In this section, comparative analysis in terms of the precision value has been performed for 24-class classification results of Gurmukhi month’s name dataset using the proposed model and pretrained models at 100 epochs and 40 batch sizes. The comparative analysis in Figure 17 depicted that the proposed CNN model has outperformed the other three pretrained models in terms of precision. As the results of precision using the proposed CNN model is 0.9974, which is almost 0.5446, 0.2026, and 0.1801 more than the precision value obtained using ResNet50, VGG19, and VGG16, respectively, as shown in Figure 17.

A classwise precision comparison between the proposed CNN model and pretrained models, ResNet 50, VGG19, and VGG16, is shown in Figure 18. It has been observed from Figure 18 that, for class name “April,” “Assu,” “August,” “Chet,” “December,” “February,” “Jeth,” “July,” “June,” “Katak,” “Magar,” “March,” “November,” “October,” “Phagun,” and “Poh,” the obtained value of precision is one using the proposed CNN model.

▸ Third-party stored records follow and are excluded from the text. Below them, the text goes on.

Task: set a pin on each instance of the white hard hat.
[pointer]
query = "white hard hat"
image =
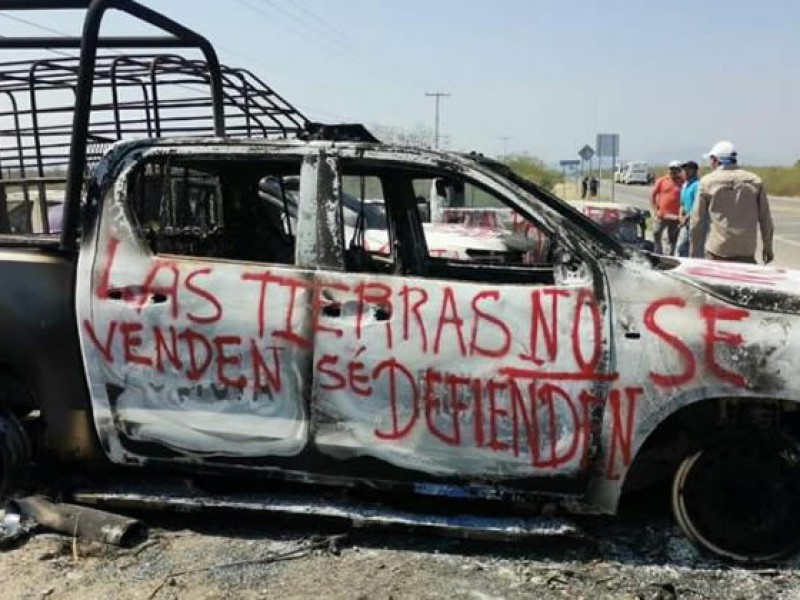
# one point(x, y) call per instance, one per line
point(722, 149)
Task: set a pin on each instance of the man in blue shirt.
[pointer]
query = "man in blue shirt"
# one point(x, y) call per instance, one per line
point(688, 196)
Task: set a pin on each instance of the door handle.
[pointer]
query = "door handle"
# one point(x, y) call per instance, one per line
point(383, 312)
point(332, 309)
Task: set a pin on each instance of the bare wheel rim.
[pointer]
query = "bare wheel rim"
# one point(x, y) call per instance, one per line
point(740, 498)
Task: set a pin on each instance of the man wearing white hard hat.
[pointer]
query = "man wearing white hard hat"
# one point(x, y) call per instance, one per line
point(733, 203)
point(666, 201)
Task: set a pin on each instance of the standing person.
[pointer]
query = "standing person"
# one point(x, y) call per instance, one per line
point(666, 201)
point(688, 194)
point(593, 185)
point(733, 203)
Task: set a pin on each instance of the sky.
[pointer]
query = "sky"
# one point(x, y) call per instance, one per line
point(671, 78)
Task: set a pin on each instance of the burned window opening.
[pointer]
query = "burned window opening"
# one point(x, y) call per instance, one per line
point(234, 211)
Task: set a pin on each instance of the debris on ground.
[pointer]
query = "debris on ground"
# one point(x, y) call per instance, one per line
point(227, 557)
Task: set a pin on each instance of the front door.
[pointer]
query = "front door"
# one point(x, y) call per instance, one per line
point(485, 365)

It has also been observed that, by using other three pretrained models, the precision value has been comparatively low for these classes.

Using the proposed CNN model, the least precision value (0.9903) has been obtained for class name “Vaisakh.”

From the comparative analysis performed in this section, it has been found that the proposed CNN model has outperformed the other three pretrained models in terms of four performance assessment matrices such as accuracy, recall, precision, and F1 score when simulated on a self-prepared handwritten word dataset of Gurmukhi month’s name for image classification. Hence, the proposed CNN model is the best fit model for various regional applications of month’s name classification.

4. Conclusion

In this research article, the classification of a handwritten word dataset of Gurmukhi month’s name has been done into 24 different classes. For this, the CNN model has been prepared from scratch with five convolutional, three polling layers, one flattening layer, and one dense layer. Furthermore, a performance assessment of the proposed CNN model has been conducted at different numbers of epochs and batch sizes, and it has been observed that the proposed CNN model has performed well at epoch 100 and 40 batch sizes. In addition to this, a comparative analysis has also been performed between the proposed CNN model and three pretrained models named as ResnEt50, VGG19, and VGG16 based on different performance assessment matrixes such as accuracy, F1 score, recall, and precision. From this experimentation, it has been concluded that the proposed CNN model at 100 epochs and 40 batch sizes outperformed the other three pretrained models in the classification of handwritten words dataset in 24 classes.

Data Availability

The data used to support the findings of the study are available from the corresponding author upon request.

Conflicts of Interest

The authors declare that they have no conflicts of interest.